ところで説教というのは、解り切つたことを難しい言葉でいい、簡單なことを何回も繰返すことが肝心で、合衆国最高裁判所の次の判決文などは正にそのいい例だ、アーノルドはいつている。
 (ニックス對へドン)Nix v. Heddon (1893)『本件における唯一の問題は、食糧品たるトマトが、一八八三年關税法上の「野菜」なりや、「果實」なりやにあり。唯一人の證人は、「野菜」も「果實」も、通商上、辭書に示されたる意義と異なりたる意義に用いらるるものに非ざること、及びそれらは一八八三年三月と今日とに於て、同一の意味に用いらるることを證言したり。(中略)かかる通常の意味について、裁判所は司法的見地より考慮を加えざるべからざること、日常用いらるる他のすべての用語に於けると同じ。かかる問題については、辭書は、證據に非ずして、裁判所の記憶と了解との補助に過ぎざるものと認めらる。ブラウン對パイパー事件、ジョーンズ對合衆國事件、ネルソン對クッシング事件、ページ對フォーセット事件、テイラー證據法論(第八版)第一六節、二一節。

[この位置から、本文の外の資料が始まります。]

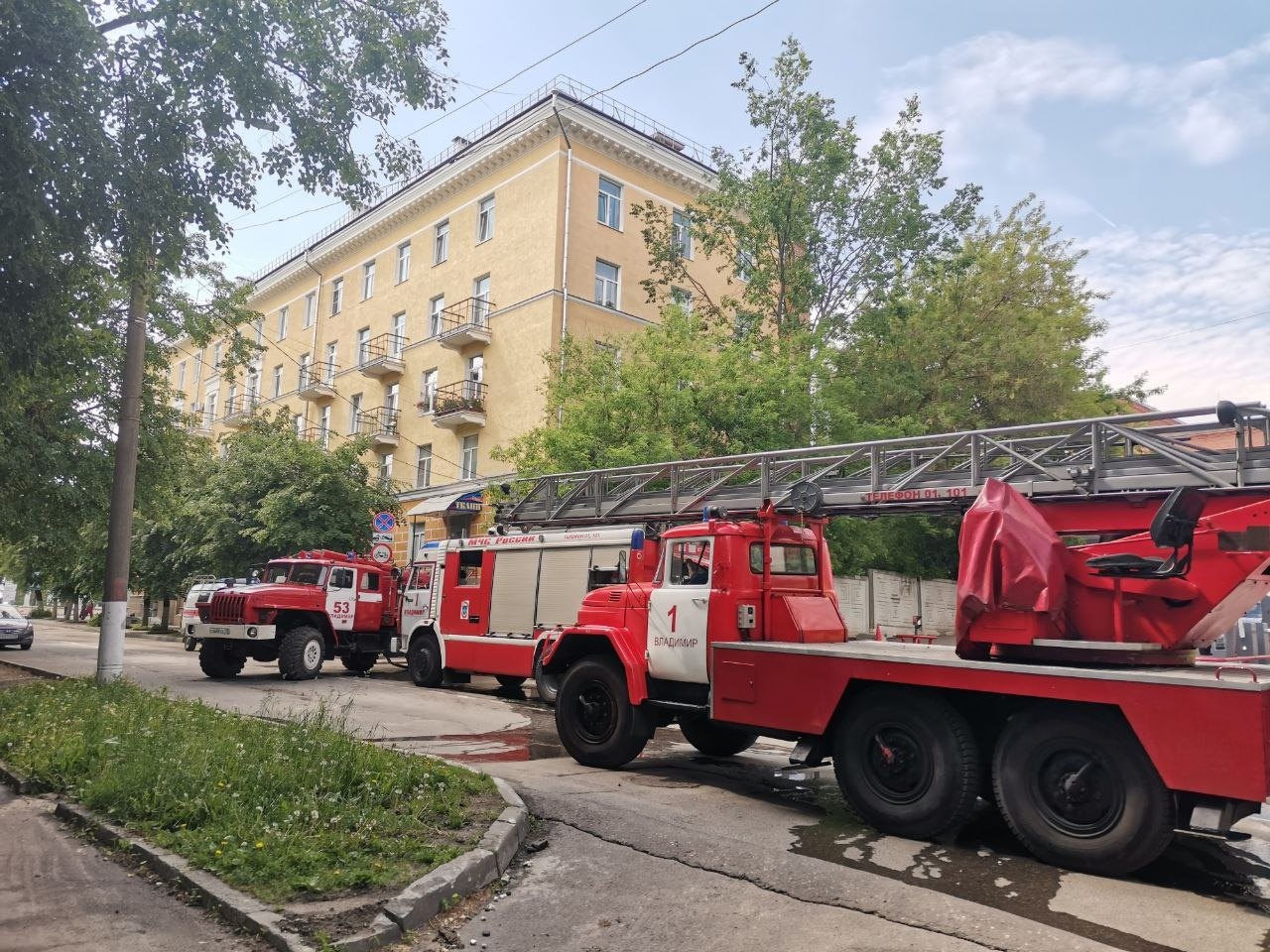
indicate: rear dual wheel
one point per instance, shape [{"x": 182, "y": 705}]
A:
[{"x": 1079, "y": 791}]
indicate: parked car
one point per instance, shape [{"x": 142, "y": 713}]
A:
[{"x": 16, "y": 630}]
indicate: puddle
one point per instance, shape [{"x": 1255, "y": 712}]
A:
[{"x": 985, "y": 865}]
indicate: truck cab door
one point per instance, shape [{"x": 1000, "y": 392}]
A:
[
  {"x": 341, "y": 598},
  {"x": 679, "y": 611}
]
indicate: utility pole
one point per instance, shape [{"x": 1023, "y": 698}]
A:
[{"x": 118, "y": 548}]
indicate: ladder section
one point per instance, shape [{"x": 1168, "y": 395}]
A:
[{"x": 1148, "y": 452}]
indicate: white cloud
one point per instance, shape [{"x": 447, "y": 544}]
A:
[
  {"x": 982, "y": 90},
  {"x": 1166, "y": 282}
]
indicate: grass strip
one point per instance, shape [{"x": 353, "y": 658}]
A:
[{"x": 278, "y": 810}]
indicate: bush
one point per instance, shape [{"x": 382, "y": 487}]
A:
[{"x": 278, "y": 810}]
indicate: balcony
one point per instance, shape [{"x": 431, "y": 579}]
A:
[
  {"x": 460, "y": 404},
  {"x": 239, "y": 411},
  {"x": 318, "y": 381},
  {"x": 381, "y": 357},
  {"x": 463, "y": 322},
  {"x": 381, "y": 425}
]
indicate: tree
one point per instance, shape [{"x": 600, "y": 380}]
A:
[
  {"x": 685, "y": 388},
  {"x": 816, "y": 223},
  {"x": 273, "y": 494},
  {"x": 994, "y": 334},
  {"x": 189, "y": 89}
]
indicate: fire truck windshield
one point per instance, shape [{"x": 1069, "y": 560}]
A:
[{"x": 296, "y": 572}]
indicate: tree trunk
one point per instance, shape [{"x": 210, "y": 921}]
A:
[{"x": 118, "y": 549}]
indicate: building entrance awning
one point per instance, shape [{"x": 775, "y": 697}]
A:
[{"x": 468, "y": 502}]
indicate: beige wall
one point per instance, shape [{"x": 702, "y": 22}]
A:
[{"x": 524, "y": 261}]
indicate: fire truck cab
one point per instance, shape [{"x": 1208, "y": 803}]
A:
[{"x": 486, "y": 604}]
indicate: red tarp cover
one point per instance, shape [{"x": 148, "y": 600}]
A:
[{"x": 1010, "y": 558}]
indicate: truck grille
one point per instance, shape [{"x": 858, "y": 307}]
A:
[{"x": 226, "y": 608}]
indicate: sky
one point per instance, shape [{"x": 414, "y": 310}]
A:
[{"x": 1144, "y": 128}]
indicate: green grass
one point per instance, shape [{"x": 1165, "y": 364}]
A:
[{"x": 296, "y": 809}]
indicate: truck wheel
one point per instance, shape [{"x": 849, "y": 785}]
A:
[
  {"x": 359, "y": 661},
  {"x": 218, "y": 661},
  {"x": 547, "y": 683},
  {"x": 594, "y": 717},
  {"x": 1079, "y": 791},
  {"x": 907, "y": 762},
  {"x": 715, "y": 739},
  {"x": 300, "y": 654},
  {"x": 423, "y": 660}
]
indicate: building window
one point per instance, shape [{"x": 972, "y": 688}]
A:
[
  {"x": 329, "y": 370},
  {"x": 423, "y": 468},
  {"x": 429, "y": 391},
  {"x": 468, "y": 457},
  {"x": 681, "y": 234},
  {"x": 480, "y": 299},
  {"x": 441, "y": 243},
  {"x": 354, "y": 416},
  {"x": 610, "y": 203},
  {"x": 485, "y": 220},
  {"x": 435, "y": 322},
  {"x": 403, "y": 262},
  {"x": 606, "y": 284},
  {"x": 398, "y": 339}
]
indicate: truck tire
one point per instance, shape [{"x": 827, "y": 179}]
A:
[
  {"x": 423, "y": 660},
  {"x": 547, "y": 683},
  {"x": 218, "y": 661},
  {"x": 907, "y": 762},
  {"x": 715, "y": 739},
  {"x": 594, "y": 717},
  {"x": 359, "y": 661},
  {"x": 300, "y": 653},
  {"x": 1079, "y": 791}
]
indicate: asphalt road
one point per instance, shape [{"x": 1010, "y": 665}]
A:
[{"x": 684, "y": 851}]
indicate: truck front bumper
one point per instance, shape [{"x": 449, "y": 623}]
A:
[{"x": 239, "y": 633}]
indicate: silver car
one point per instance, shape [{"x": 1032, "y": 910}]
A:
[{"x": 16, "y": 630}]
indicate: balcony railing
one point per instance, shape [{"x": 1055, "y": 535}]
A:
[
  {"x": 463, "y": 322},
  {"x": 318, "y": 380},
  {"x": 380, "y": 424},
  {"x": 381, "y": 356},
  {"x": 457, "y": 404},
  {"x": 239, "y": 409}
]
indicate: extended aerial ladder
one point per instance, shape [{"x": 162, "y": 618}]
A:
[{"x": 1144, "y": 453}]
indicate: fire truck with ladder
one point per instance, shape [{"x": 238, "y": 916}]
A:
[
  {"x": 466, "y": 606},
  {"x": 1097, "y": 558}
]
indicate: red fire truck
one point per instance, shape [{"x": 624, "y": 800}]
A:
[
  {"x": 1097, "y": 557},
  {"x": 466, "y": 606}
]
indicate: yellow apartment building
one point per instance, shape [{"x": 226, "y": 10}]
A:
[{"x": 426, "y": 320}]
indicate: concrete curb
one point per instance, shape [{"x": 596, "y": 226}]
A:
[
  {"x": 418, "y": 902},
  {"x": 430, "y": 895}
]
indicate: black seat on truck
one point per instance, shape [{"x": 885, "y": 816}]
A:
[{"x": 1174, "y": 527}]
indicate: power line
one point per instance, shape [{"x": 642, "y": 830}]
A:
[
  {"x": 1189, "y": 330},
  {"x": 447, "y": 113}
]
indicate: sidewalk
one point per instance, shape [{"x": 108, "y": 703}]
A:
[{"x": 62, "y": 893}]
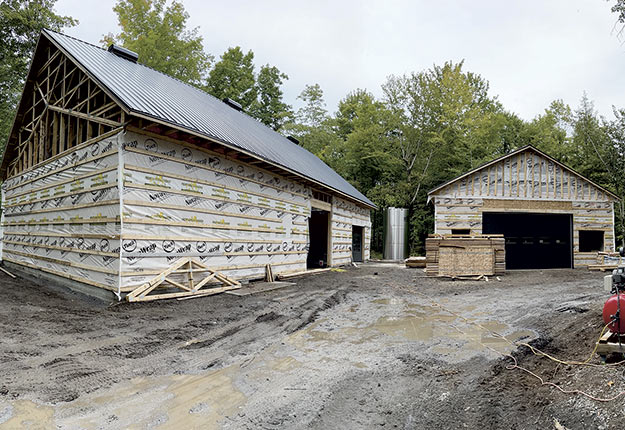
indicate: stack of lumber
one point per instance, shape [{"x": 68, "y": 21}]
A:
[
  {"x": 415, "y": 262},
  {"x": 457, "y": 256},
  {"x": 607, "y": 261}
]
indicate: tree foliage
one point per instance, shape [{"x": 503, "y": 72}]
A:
[
  {"x": 159, "y": 34},
  {"x": 430, "y": 126},
  {"x": 269, "y": 108},
  {"x": 21, "y": 23},
  {"x": 233, "y": 77}
]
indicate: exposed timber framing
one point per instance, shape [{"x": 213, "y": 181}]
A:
[
  {"x": 186, "y": 283},
  {"x": 63, "y": 109}
]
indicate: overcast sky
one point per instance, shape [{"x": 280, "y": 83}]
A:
[{"x": 531, "y": 51}]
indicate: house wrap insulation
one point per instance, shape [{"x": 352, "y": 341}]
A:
[{"x": 69, "y": 216}]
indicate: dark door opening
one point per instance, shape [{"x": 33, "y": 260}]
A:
[
  {"x": 533, "y": 240},
  {"x": 318, "y": 235},
  {"x": 357, "y": 243}
]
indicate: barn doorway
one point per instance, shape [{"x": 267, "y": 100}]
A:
[
  {"x": 318, "y": 228},
  {"x": 533, "y": 240},
  {"x": 357, "y": 236}
]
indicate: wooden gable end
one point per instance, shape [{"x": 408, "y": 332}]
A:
[
  {"x": 60, "y": 108},
  {"x": 526, "y": 174}
]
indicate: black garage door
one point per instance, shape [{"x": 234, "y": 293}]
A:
[{"x": 533, "y": 241}]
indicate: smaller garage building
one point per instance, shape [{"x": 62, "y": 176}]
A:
[{"x": 550, "y": 215}]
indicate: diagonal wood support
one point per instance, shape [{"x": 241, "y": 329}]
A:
[{"x": 186, "y": 283}]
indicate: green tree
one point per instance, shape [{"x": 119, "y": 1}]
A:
[
  {"x": 613, "y": 160},
  {"x": 270, "y": 108},
  {"x": 313, "y": 113},
  {"x": 20, "y": 24},
  {"x": 233, "y": 77},
  {"x": 311, "y": 123},
  {"x": 364, "y": 153},
  {"x": 550, "y": 132},
  {"x": 159, "y": 34},
  {"x": 447, "y": 124}
]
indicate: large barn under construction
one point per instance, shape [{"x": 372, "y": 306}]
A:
[
  {"x": 550, "y": 215},
  {"x": 115, "y": 174}
]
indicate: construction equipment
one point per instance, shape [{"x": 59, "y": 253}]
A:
[{"x": 612, "y": 340}]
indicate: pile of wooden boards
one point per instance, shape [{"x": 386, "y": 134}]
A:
[
  {"x": 456, "y": 256},
  {"x": 607, "y": 261}
]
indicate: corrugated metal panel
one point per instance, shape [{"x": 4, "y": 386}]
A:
[{"x": 144, "y": 90}]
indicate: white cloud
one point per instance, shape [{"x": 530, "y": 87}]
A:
[{"x": 532, "y": 51}]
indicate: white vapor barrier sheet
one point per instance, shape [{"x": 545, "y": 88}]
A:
[
  {"x": 183, "y": 202},
  {"x": 63, "y": 216}
]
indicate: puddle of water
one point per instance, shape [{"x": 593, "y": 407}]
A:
[
  {"x": 168, "y": 402},
  {"x": 27, "y": 415},
  {"x": 418, "y": 324},
  {"x": 410, "y": 328}
]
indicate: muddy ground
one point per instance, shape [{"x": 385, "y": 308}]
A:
[{"x": 357, "y": 349}]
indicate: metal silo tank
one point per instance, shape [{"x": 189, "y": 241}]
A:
[{"x": 395, "y": 233}]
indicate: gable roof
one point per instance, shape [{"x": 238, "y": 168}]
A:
[
  {"x": 147, "y": 93},
  {"x": 518, "y": 151}
]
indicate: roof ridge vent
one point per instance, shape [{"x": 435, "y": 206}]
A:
[
  {"x": 234, "y": 105},
  {"x": 124, "y": 53}
]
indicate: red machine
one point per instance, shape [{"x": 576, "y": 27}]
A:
[{"x": 612, "y": 313}]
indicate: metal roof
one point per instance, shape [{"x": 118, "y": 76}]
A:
[{"x": 146, "y": 91}]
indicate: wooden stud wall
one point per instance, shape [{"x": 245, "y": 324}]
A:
[
  {"x": 63, "y": 109},
  {"x": 526, "y": 182}
]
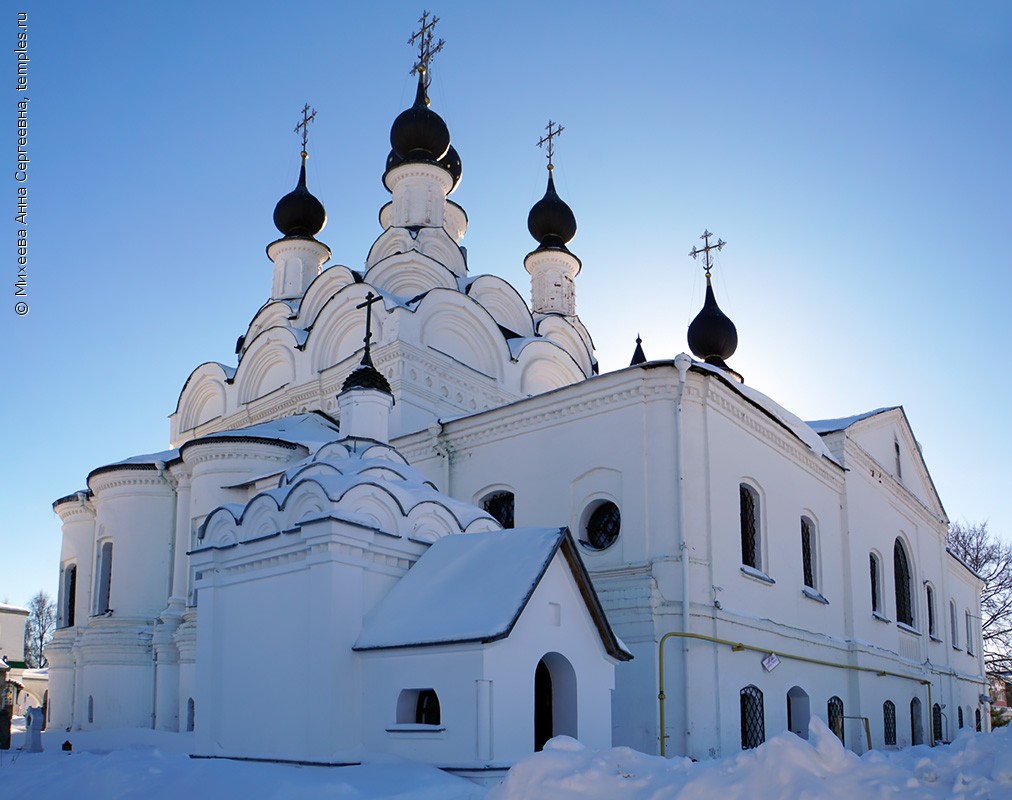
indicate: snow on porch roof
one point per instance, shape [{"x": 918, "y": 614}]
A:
[{"x": 474, "y": 587}]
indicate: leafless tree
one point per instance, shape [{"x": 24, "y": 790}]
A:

 植物學的に論ずれば、トマトは、胡瓜、南瓜、豆と同じく、蔓草の果實なり。しかれども、食糧品の賣手買手を問わず人々の日常語に於ては、これらはすべて菜園に生ずる「野菜」にして、生にして食せらるると、料理せらるるとに拘らず、馬鈴薯、人参、蕪、大根、コリフラワー、キャベツ、セロリー、レタスと同様、通常ディナーに於て料理の主要部分を構成するスープ、魚又は肉と共に、又はその直後に供せらるるものにして、果實の如く通常デザートとして供せらるるものに非ず……』
 裁判所がどうして、こんな簡單なことに、縷々百萬言を費して、博學な議論をしなければいけないかというと、要するにこうすることが平和と安定とをもたらすという假定があるからである。判決があるまでは、この人間にはトマトとは何かはつきりしなかつたが、これまでその點が解決された上に、一般的に果物と野菜の區別もはつきりし、將來同じような問題が起ればたやすく解決できることになつた。即ち法律人はこういう形式の訓告がないと、混亂の中で、ただもがくだけになる、というのが、このようなやり方の基礎にある考えなのである。

167〜169頁

 引用文4行目は、「Nix v. Heddon」(太字引用者)となっているが、「Nix v. Hedden」のことである。